Anche all’interno dell’area OCSE emergono differenze notevoli. La Francia, ad esempio, mantiene un’imposizione sui dividendi pari al 25%, mentre la Svezia tassa i dividendi al 30% ma non applica alcuna ritenuta su interessi e royalties. In controtendenza, l’Italia applica il 26% su dividendi e interessi e una più elevata tassazione sui redditi da royalties (30%), azzerando tuttavia la ritenuta sui servizi tecnici, una scelta che riflette la volontà di favorire gli scambi di competenze e know-how.

Diverse economie, come l’Ungheria e l’Irlanda, adottano approcci più favorevoli: l’Ungheria, in particolare, si distingue per l’assenza totale di ritenute su tutte le categorie, rafforzando la sua attrattività per holding e multinazionali. In Irlanda, la ritenuta su dividendi è fissata al 25%, mentre gli interessi e royalties sono tassati al 20%, ma i servizi tecnici non sono soggetti a tassazione alla fonte.

Passando alle economie non-OCSE, il quadro si fa ancora più complesso. Numerose giurisdizioni offshore, come Anguilla, Bahamas, Isole Cayman, Jersey e Guernsey, applicano aliquote pari a zero su tutti i redditi considerati. Questi territori, noti per la loro funzione di paradisi fiscali, offrono un contesto ideale per le strutture di ottimizzazione fiscale, benché siano sempre più sottoposti a pressioni internazionali per incrementare la trasparenza.

Tra le economie emergenti, invece, si osservano sia politiche di forte attrattività fiscale sia approcci più tradizionali. Ad esempio, l’Albania e l’Armenia applicano aliquote relativamente basse (intorno al 10-15%), puntando a bilanciare l’attrazione di investimenti esteri con esigenze di gettito pubblico. Al contrario, paesi come l’Argentina o la Giamaica impongono aliquote molto elevate, rispettivamente al 35% e oltre il 33%, su tutte le categorie di reddito, il che può scoraggiare investimenti stranieri nonostante i vantaggi competitivi in termini di costo della manodopera o risorse naturali.

Alcune situazioni sono particolarmente interessanti da un punto di vista strategico. Il Qatar, ad esempio, applica uno 0% sui dividendi, ma una tassazione contenuta al 5% su interessi e royalties, mantenendo competitività senza azzerare del tutto la contribuzione fiscale. Analogamente, Hong Kong (Cina) applica un’aliquota quasi nulla sulle royalties (4,95%) e ritenute nulle su dividendi, interessi e servizi tecnici, confermando la sua funzione di hub finanziario globale. Singapore, sebbene più selettiva, mantiene bassi livelli di tassazione (ad esempio, 10-17% su royalties e servizi tecnici) sostenendo la sua posizione di leadership regionale.

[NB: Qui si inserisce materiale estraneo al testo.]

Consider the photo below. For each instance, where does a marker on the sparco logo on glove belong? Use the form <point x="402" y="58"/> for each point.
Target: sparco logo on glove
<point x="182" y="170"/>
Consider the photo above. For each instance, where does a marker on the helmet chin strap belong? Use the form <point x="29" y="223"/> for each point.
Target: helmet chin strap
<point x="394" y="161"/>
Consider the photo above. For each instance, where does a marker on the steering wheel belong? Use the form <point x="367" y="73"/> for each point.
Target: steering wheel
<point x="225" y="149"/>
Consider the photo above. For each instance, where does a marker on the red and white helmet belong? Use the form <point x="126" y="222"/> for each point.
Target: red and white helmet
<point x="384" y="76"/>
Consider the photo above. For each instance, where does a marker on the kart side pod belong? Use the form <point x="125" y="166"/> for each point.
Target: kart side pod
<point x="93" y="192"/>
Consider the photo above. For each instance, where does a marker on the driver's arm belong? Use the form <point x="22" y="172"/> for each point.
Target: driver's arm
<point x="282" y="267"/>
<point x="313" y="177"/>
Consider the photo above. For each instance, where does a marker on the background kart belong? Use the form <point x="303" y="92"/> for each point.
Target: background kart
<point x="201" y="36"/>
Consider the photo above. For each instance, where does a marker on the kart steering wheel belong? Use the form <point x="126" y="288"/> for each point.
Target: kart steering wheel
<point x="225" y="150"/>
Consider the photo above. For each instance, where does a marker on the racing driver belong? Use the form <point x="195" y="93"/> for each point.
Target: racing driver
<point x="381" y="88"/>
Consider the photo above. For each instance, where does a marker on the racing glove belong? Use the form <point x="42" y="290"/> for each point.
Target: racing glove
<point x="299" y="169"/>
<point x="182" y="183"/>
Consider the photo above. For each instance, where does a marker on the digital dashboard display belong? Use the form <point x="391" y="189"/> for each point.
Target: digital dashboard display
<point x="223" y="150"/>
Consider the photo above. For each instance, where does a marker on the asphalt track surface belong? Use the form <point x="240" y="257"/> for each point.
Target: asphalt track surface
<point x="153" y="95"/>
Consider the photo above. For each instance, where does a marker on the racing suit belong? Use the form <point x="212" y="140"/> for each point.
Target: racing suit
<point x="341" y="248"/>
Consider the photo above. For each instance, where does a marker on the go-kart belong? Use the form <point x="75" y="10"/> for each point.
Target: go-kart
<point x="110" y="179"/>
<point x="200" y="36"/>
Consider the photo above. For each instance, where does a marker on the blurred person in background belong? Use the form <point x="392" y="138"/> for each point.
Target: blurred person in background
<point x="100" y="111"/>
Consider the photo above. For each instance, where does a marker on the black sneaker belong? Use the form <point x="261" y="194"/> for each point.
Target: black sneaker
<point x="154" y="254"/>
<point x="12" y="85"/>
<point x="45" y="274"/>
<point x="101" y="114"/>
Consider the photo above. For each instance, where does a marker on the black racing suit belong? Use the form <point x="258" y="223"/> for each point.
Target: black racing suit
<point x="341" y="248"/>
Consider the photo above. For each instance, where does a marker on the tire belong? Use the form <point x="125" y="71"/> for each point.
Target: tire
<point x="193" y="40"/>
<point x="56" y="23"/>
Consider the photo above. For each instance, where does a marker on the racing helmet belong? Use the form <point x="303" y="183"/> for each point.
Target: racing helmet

Un altro elemento degno di nota è rappresentato dai casi di aliquote fortemente differenziate per tipologia di reddito all’interno dello stesso paese. In Arabia Saudita, ad esempio, la tassazione sui dividendi è limitata al 5%, ma su interessi e royalties si sale al 16%, probabilmente per proteggere le rimesse finanziarie mentre si incentivano gli investimenti diretti. In Sudafrica, invece, i dividendi sono tassati al 20%, gli interessi al 15% e le royalties al 15%, ma le prestazioni di servizi tecnici sono esenti.

Inoltre, vi sono paesi dove la tassazione su un certo tipo di reddito è azzerata per incentivare specifiche attività economiche. È il caso, ad esempio, del Brasile, che applica aliquote pari a 0% su dividendi, interessi e royalties, tassando solo i servizi tecnici al 15%. Similmente, il Regno Unito non applica ritenute sui dividendi societari, mantenendo però un 20% su interessi e royalties.

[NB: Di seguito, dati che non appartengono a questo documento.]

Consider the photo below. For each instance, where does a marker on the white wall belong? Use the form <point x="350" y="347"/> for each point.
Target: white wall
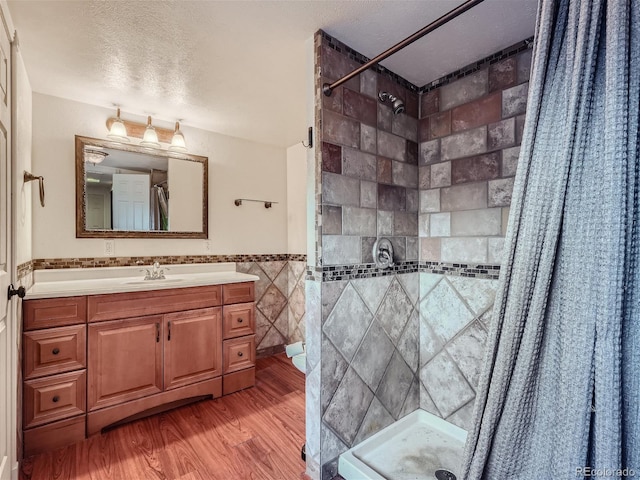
<point x="297" y="198"/>
<point x="237" y="169"/>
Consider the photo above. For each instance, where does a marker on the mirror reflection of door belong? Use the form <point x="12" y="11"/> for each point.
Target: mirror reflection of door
<point x="130" y="201"/>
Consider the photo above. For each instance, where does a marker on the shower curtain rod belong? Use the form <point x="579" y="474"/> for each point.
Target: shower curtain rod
<point x="328" y="88"/>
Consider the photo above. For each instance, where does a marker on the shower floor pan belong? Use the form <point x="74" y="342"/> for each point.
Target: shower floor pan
<point x="413" y="448"/>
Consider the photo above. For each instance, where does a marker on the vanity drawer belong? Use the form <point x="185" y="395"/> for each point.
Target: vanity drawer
<point x="238" y="320"/>
<point x="55" y="350"/>
<point x="54" y="312"/>
<point x="237" y="292"/>
<point x="54" y="398"/>
<point x="239" y="353"/>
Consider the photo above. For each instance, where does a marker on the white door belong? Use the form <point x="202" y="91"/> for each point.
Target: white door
<point x="7" y="320"/>
<point x="131" y="201"/>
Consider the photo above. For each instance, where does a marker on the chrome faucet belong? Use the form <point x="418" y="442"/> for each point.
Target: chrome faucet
<point x="154" y="273"/>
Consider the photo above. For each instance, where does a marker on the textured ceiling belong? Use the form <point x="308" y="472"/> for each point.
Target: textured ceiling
<point x="238" y="67"/>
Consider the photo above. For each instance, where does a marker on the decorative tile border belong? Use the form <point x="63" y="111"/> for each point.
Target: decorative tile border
<point x="89" y="262"/>
<point x="479" y="65"/>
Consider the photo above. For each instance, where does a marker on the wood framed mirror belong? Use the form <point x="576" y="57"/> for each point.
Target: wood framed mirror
<point x="128" y="191"/>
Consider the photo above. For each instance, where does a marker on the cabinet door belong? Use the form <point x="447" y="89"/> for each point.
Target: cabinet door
<point x="192" y="348"/>
<point x="125" y="360"/>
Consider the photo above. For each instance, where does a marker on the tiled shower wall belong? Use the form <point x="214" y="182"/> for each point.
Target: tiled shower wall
<point x="381" y="344"/>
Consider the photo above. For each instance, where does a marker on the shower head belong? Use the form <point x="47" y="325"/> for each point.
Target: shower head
<point x="397" y="105"/>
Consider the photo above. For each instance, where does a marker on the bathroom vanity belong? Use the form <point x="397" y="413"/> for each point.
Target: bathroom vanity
<point x="98" y="359"/>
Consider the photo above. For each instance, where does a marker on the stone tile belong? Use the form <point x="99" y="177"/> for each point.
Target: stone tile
<point x="463" y="417"/>
<point x="385" y="118"/>
<point x="340" y="130"/>
<point x="394" y="311"/>
<point x="429" y="152"/>
<point x="340" y="190"/>
<point x="340" y="249"/>
<point x="368" y="194"/>
<point x="524" y="65"/>
<point x="464" y="144"/>
<point x="409" y="343"/>
<point x="430" y="200"/>
<point x="412" y="249"/>
<point x="368" y="138"/>
<point x="464" y="250"/>
<point x="405" y="126"/>
<point x="359" y="221"/>
<point x="429" y="103"/>
<point x="348" y="407"/>
<point x="496" y="248"/>
<point x="384" y="170"/>
<point x="441" y="174"/>
<point x="373" y="356"/>
<point x="372" y="290"/>
<point x="385" y="222"/>
<point x="445" y="313"/>
<point x="445" y="384"/>
<point x="440" y="225"/>
<point x="430" y="249"/>
<point x="404" y="174"/>
<point x="424" y="220"/>
<point x="412" y="152"/>
<point x="360" y="107"/>
<point x="440" y="124"/>
<point x="333" y="367"/>
<point x="475" y="223"/>
<point x="501" y="134"/>
<point x="474" y="169"/>
<point x="331" y="158"/>
<point x="272" y="303"/>
<point x="500" y="192"/>
<point x="503" y="74"/>
<point x="367" y="249"/>
<point x="424" y="130"/>
<point x="391" y="197"/>
<point x="376" y="419"/>
<point x="359" y="164"/>
<point x="464" y="197"/>
<point x="426" y="403"/>
<point x="479" y="112"/>
<point x="348" y="322"/>
<point x="391" y="146"/>
<point x="510" y="161"/>
<point x="514" y="100"/>
<point x="424" y="177"/>
<point x="467" y="351"/>
<point x="395" y="385"/>
<point x="464" y="90"/>
<point x="427" y="282"/>
<point x="369" y="84"/>
<point x="413" y="200"/>
<point x="405" y="224"/>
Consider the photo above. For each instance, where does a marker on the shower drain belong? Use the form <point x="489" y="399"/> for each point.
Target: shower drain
<point x="445" y="475"/>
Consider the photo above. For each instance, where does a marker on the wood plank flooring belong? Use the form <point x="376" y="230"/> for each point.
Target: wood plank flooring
<point x="254" y="434"/>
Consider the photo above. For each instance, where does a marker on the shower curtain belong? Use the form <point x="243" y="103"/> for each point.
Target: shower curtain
<point x="559" y="396"/>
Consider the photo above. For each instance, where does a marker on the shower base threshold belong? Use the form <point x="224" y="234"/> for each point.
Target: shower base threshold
<point x="413" y="448"/>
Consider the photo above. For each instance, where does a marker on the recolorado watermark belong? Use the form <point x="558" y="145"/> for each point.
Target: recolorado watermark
<point x="605" y="472"/>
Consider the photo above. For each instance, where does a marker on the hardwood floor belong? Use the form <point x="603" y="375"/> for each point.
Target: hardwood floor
<point x="252" y="434"/>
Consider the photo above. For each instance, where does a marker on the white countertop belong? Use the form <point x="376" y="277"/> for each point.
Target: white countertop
<point x="95" y="281"/>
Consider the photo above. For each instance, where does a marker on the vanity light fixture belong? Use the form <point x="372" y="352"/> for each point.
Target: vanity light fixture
<point x="118" y="131"/>
<point x="177" y="141"/>
<point x="150" y="138"/>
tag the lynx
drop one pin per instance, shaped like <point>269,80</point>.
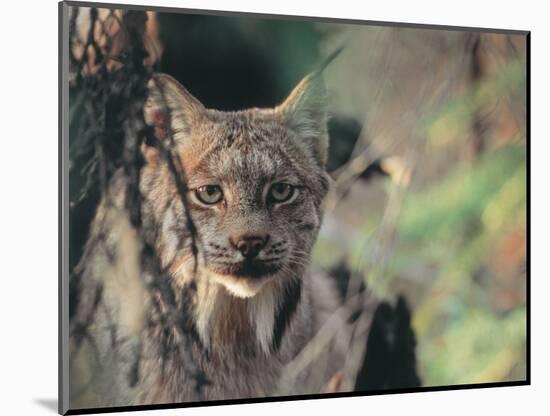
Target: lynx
<point>235,248</point>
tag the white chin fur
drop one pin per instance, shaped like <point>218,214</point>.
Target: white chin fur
<point>241,287</point>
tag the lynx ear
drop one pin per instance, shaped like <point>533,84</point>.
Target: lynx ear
<point>169,102</point>
<point>305,112</point>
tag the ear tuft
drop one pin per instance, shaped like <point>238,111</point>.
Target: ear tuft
<point>305,112</point>
<point>169,107</point>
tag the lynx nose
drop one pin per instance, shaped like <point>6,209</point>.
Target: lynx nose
<point>251,245</point>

In paesi con economie meno stabili o sottoposte a volatilità politica ed economica, le aliquote tendono a essere elevate per compensare i rischi percepiti dagli investitori. È il caso della Groenlandia, che impone un’imposta del 44% sui dividendi, e del Perù, che arriva a tassare interessi e royalties al 30%.

Dall'analisi emergono anche segnali di evoluzione nelle strategie fiscali globali. Le economie in via di sviluppo stanno sempre più cercando di bilanciare la necessità di attrarre capitali stranieri con il bisogno di finanziare i propri bilanci pubblici. Ne sono un esempio i paesi africani come la Costa d’Avorio o il Camerun, che applicano aliquote comprese tra il 10% e il 20% in maniera piuttosto uniforme su tutte le categorie di reddito, segnalando una tendenza verso regimi fiscali semplificati e prevedibili.

Allo stesso tempo, alcuni paesi stanno introducendo specifiche agevolazioni o esenzioni per i settori tecnologici e innovativi. Si veda il caso di Malta e degli Emirati Arabi Uniti, che non impongono ritenute su nessuna delle quattro categorie di reddito considerate, nella logica di favorire l’insediamento di startup tecnologiche e società multinazionali.

La presenza di molti paesi con aliquote variabili anche all'interno delle stesse categorie di reddito suggerisce che non esiste una soluzione universale nel disegno delle politiche fiscali internazionali. Le scelte sono spesso modellate da strategie di politica economica interna, dal grado di apertura dell’economia al commercio internazionale, dalla forza delle istituzioni e dalla pressione fiscale generale.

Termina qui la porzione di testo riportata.